On January 12, 1971 – fifty years ago next week – Norman Lear’s revolutionary sitcom All In The Family debuted. There was literally nothing like it on American TV at the time, and it was quite a shocking departure from Green Acres or whatever family friendly show it replaced. I remember my family never missing an episode when I was a kid. I had cool parents.
I broke out my DVDs of the first season of All In The Family tonight and watched the series premiere. It’s been at least ten years since I watched that show, and given that we’ve had Archie Bunker’s more evil twin as President for the last four years, I wasn’t sure how I’d feel about it. Surprisingly, Carroll O’Connor and Norman Lear’s comedic genius is just as relevant now as it was fifty years ago. No two ways about it, Archie Bunker is a bigoted asshole, but he’s funny. In spite of myself, I laughed until I had tears in my eyes. The thing is, I was laughing AT Archie, not with him. Played to perfection by O’Connor, and based on Norman Lear’s own father, Archie is not a sympathetic character, and I hear echoes of Archie’s rhetoric in the worst of today’s political dialogue, especially on social media, where Trump supporting politicians and commentators bloviate, and anonymous incel keyboard warriors reign. Jean Stapleton is equally as funny as Archie’s long-suffering wife Edith, and – at least in this episode – she isn’t the pushover that I remembered her being later on in the series.
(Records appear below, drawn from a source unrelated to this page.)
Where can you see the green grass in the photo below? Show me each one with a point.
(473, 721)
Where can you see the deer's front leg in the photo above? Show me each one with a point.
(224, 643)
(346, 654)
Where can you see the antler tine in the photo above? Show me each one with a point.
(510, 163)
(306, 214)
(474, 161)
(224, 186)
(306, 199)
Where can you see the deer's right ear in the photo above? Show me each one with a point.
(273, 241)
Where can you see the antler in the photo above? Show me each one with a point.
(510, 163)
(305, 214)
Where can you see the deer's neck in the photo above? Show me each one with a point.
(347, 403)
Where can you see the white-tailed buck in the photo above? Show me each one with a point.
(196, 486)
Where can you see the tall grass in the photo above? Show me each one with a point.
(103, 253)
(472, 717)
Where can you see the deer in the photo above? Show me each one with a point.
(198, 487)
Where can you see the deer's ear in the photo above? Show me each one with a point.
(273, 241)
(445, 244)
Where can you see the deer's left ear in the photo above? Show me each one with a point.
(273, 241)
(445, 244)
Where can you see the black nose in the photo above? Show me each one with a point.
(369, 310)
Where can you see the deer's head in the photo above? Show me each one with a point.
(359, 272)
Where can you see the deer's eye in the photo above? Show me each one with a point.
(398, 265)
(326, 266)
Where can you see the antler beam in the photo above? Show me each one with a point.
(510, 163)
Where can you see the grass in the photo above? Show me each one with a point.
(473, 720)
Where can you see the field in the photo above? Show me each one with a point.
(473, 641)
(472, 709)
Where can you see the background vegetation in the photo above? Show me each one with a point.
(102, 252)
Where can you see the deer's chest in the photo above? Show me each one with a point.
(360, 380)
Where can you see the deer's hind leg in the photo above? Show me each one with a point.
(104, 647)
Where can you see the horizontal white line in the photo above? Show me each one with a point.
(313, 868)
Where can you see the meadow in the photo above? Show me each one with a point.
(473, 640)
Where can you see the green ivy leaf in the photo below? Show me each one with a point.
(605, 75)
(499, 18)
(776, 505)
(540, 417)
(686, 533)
Archie represents the worst of the Nixon era – ignorant, uninformed, and bigoted. Lear never meant for Archie Bunker to be a role model (I hear sympathetic nonsense occasionally from people who seem to be nostalgic for Archie’s racial epithets, not realizing that Lear wrote them as ironic commentary on Archie’s ignorance), and Carroll O’Connor (who was politically liberal in real life) was just a really good actor who made Archie believable. The first few seasons of All In The Family hold up well both as comedy and social commentary, but neither Norman Lear nor Carroll O’Connor meant for Archie to be a modern day politically incorrect anti-hero, either. Archie Bunker is an ignorant bigot whose attitudes are sadly still with us today, fifty years later.